Well quite frankly "Mojang" you're just data. And  a new name without a face, personality and tracking info. so, far as I'm concerned, odds are higher you're a fraud too.  

I'd never make an offer to data.


----------



## CWCMAN (May 28, 2015)

I smelled a rat early. It was bogus from the get go.

I bet no known caber will step up and say that in fact, they purchased the bike or parts....


----------



## Mojang (May 28, 2015)

I sure didn't mean to ruffle any feathers here . clunkers or Klunker's is a nick name for beach cruiser bikes or balloon tire bikes coined by guys like Gary Fisher , Tom Ritchey and Joe breeze , the guys who invented the " mountain bike " . As much as the bikes are old and cool and valuable there just not of interest to me .  I only came here for help in the value of what I wanted to sell . As it stands I got some low offers and some great offers and I got some help from some very decent guys , And during the whole process I managed to make some deals. I say Fantastic , Apparently Jeff see's things differently . As much as I'm glad to have been here last night I don't think It's the social hotspot for me.    There sure is a big difference in the overall attitude compared to last evening . So what exactly do you need or want from me Jeff ? my phone number ? Email verification ? drivers license ? Or just your general approval to be here ? Sorry Jeff if I don't meet your approval I'm just A quiet senior who likes to be mostly private. Also Jeffrey if anyone got scammed you will hear all about it I'm sure .Thanks again all


----------



## Jeff54 (May 28, 2015)

Mojang said:


> I sure didn't mean to ruffle any feathers here . clunkers or Klunker's is a nick name for beach cruiser bikes or balloon tire bikes coined by guys like Gary Fisher , Tom Ritchey and Joe breeze , the guys who invented the " mountain bike " . As much as the bikes are old and cool and valuable there just not of interest to me .  I only came here for help in the value of what I wanted to sell . As it stands I got some low offers and some great offers and I got some help from some very decent guys , And during the whole process I managed to make some deals. I say Fantastic , Apparently Jeff see's things differently . As much as I'm glad to have been here last night I don't think It's the social hotspot for me.    There sure is a big difference in the overall attitude compared to last evening . So what exactly do you need or want from me Jeff ? my phone number ? Email verification ? drivers license ? Or just your general approval to be here ? Sorry Jeff if I don't meet your approval I'm just A quiet senior who likes to be mostly private. Also Jeffrey if anyone got scammed you will hear all about it I'm sure .Thanks again all





 Mr. Mis. Data, the reality of this world, even when you was a young pup is, scams are perpetrated all of the time..

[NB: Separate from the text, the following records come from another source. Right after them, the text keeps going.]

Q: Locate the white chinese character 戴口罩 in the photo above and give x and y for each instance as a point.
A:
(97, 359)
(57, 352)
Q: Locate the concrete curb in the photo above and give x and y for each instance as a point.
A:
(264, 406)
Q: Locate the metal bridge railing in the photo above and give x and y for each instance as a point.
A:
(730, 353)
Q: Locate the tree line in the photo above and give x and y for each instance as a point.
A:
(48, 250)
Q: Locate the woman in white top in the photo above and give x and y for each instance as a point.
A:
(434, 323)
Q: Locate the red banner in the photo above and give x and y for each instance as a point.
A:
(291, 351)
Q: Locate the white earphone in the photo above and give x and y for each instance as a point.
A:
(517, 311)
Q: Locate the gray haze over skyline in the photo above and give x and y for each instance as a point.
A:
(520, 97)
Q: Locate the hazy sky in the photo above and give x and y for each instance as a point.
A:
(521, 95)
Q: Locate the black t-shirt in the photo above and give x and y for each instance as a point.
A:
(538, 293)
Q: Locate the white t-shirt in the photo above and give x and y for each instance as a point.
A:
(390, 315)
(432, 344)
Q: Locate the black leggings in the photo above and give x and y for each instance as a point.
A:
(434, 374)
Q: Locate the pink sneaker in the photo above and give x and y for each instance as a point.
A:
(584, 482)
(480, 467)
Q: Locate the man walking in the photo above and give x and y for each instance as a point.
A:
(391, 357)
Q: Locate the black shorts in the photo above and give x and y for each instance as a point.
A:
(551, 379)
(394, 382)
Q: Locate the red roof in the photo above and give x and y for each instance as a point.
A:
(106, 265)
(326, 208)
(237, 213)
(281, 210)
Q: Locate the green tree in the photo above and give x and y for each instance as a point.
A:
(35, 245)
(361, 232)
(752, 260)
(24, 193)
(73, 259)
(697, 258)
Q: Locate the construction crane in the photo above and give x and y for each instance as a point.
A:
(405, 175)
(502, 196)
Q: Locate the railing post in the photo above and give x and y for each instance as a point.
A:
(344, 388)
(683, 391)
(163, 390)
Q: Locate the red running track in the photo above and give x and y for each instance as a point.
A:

and in today's data world, sites like this, all collector sites get regular visitations by fly-by-night scams..



nobody needs to be 'old' to know this, it's a fact of man kind, civilization. . 

So, anybody who deals with a newbie "Data" is taking a big risk..


----------



## Rust_Trader (May 28, 2015)

Clap,clap,clap. Good job guys!!! You sure know how to welcome a newbie... Smh


----------



## VintageSchwinn.com (May 28, 2015)

If that was a legit person trying to sell a couple bikes, that was kind of a lame runoff IMO.


----------